Machinbird

Ok, lets follow that line of thought a bit further. The nose starts to tuck as trim limits are reached (because of the shifting center of pressure on the wing as you go transonic) and the nose starts to fall, altitude starts to unwind quickly and the crew reacts by reducing power and deploying speed brakes. Assuming they are successful in arresting the plunge, what is the next thing they would encounter? It would be a transonic pitch up as they decelerate (caused by the center of pressure moving back to its normal subsonic positon) as all the nose up trim makes itself felt. Say the aircraft bottomed at FL 250 while pulling maximum permitted g, and just below M Crit. In an F-4 for example, this type of transition to subsonic could cause a 50% 'g' overshoot because it happens very quickly. Can the Airbus G protection mitigate this 'g' spike quickly enough to keep the wings from breaking (while in alternate law and with an aft cg)?
Would the wings stay on? I don't know since I don't have enough aircraft data, but if the wings did stay on, then you would probably soon find the nose pretty high in the air since the crew would be unlikely to have the presence of mind to drop a wing.
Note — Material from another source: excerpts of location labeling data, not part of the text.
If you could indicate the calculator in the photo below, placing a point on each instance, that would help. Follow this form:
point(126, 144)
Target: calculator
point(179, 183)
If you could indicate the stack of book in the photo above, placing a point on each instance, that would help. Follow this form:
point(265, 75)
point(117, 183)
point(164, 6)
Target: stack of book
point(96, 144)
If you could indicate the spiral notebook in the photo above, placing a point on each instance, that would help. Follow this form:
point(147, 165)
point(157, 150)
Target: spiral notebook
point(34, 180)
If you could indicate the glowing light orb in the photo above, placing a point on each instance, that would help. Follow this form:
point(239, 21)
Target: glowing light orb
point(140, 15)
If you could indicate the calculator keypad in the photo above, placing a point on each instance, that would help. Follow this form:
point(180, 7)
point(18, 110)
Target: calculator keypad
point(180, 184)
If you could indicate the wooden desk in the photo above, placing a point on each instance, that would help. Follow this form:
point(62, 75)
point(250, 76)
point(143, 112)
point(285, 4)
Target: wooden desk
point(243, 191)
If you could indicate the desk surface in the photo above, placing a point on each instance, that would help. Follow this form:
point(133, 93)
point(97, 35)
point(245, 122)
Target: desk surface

Then you could get into a deep stall very quickly. But, can the critical Mach recovery even be made in alternate law?
On the face of it, the foregoing scenario doesn't pass the Occam's razor test.http://en.wikipedia.org/wiki/Occam%27s_razor Why not a simple deceleration into a stall with heavy turbulence and a cockpit full of warning lights as a distraction? It seems to fit the event time line better.